The debate about policy frameworks for increasing soil fertility is timely given the current food crisis. Now seems an appropriate time for revisiting some of the issues.

First of all I think we need to revisit the concept of soil fertility. When resource poor farmers speak about soil fertility they mean something different to us. They refer to a ‘context’ in which the crop grows rather than a ‘content’ which the soil contains. For example in isiZulu the word umnotho has a dual meeting – it can mean either ‘wealth’ or ‘fertility’. When farmers refer to a fertile soil they say the ‘soil is with fertility or wealth’. Thus fertility provides the context for a successful harvest and the wealth that ensues.

So we might just have something to learn from resource poor farmers. Rather than asking how much N, P or K a soil might need, we might ask how do we ensure the correct context for the crop to grow? Asking the question in this way ensures that we move beyond a polemical argument around the use or non-use of fertilisers to ask how do we make the soil fertile or wealthy.

We have in Malawi started a number of on-farm maize trials and demonstrations to compare the use of fertiliser and compost manures on ‘traditional’ OPV and hybrid maize varieties. Though the results, thus far, are variable and still inconclusive, it appears that compost manures – dependent obviously on their quality – provide a viable alternative to inorganic fertilisers. However one of the main benefits of compost use are attributable to good soil moisture holding capacity but, over the past few seasons, rainfall has been excellent and so we await drier season before drawing final conclusions. Farmers have claimed that, in drier seasons,  their best maize harvest occurred where they had applied compost, but we would like to verify this for ourselves.

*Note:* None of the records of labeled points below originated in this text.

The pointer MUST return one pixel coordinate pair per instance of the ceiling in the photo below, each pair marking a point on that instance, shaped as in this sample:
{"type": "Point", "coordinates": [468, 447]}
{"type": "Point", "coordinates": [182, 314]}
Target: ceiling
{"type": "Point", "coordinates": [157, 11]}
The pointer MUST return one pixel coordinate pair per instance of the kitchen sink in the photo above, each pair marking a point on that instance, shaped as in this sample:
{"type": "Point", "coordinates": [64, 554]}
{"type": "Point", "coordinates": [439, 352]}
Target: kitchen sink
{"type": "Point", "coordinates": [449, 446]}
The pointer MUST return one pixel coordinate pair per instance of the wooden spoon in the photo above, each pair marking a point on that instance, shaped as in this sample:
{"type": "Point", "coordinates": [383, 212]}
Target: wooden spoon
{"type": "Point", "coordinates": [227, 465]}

Given that water, rather than nutrients, is the limiting factor in African agriculture, an infertile soil may still produce a reasonable harvest. As one farmer once said to me ‘our fertiliser is the rain’. Viewed from this perspective, and in the light of the aforegoing, we can question whether soil health and wealth can be secured by the ever increasing use of  fertilisers. If nothing else, it leads us to the conclusion that farmers, and those who advise farmers, should be more cautious custodians of the land and soil.

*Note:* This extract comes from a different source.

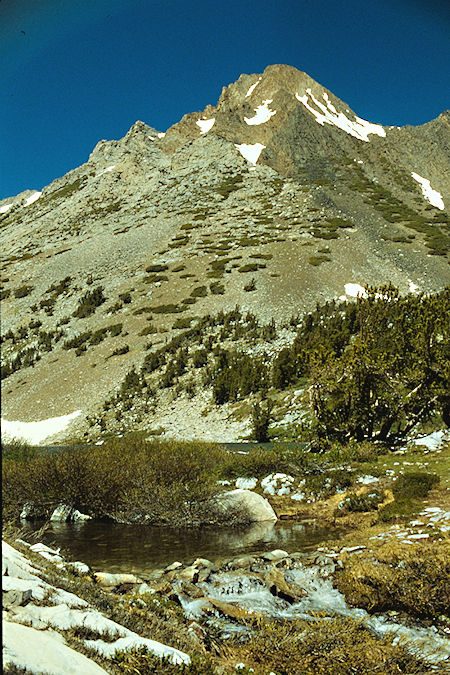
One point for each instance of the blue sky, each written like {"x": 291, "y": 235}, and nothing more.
{"x": 73, "y": 72}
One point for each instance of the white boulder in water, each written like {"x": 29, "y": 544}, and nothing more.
{"x": 246, "y": 505}
{"x": 64, "y": 513}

To get back to Malawi, the growing reliance of farmers on state subsidies for otherwise unaffordable farming inputs – read fertiliser – does little to convince us that this is  the way forward for Malawian – or African  – agriculture given current predictions of climate change. Likewise the dependence on a single crop, maize, for food security, to the detriment of a range of other well-adapted crops appears to us foolhardy in the extreme given unpredictable weather patterns. Our work on soil fertility accompanies a crop diversification strategy which is designed both to promote the conservation of agricultural biodiversity and offer farmers real and lasting alternatives.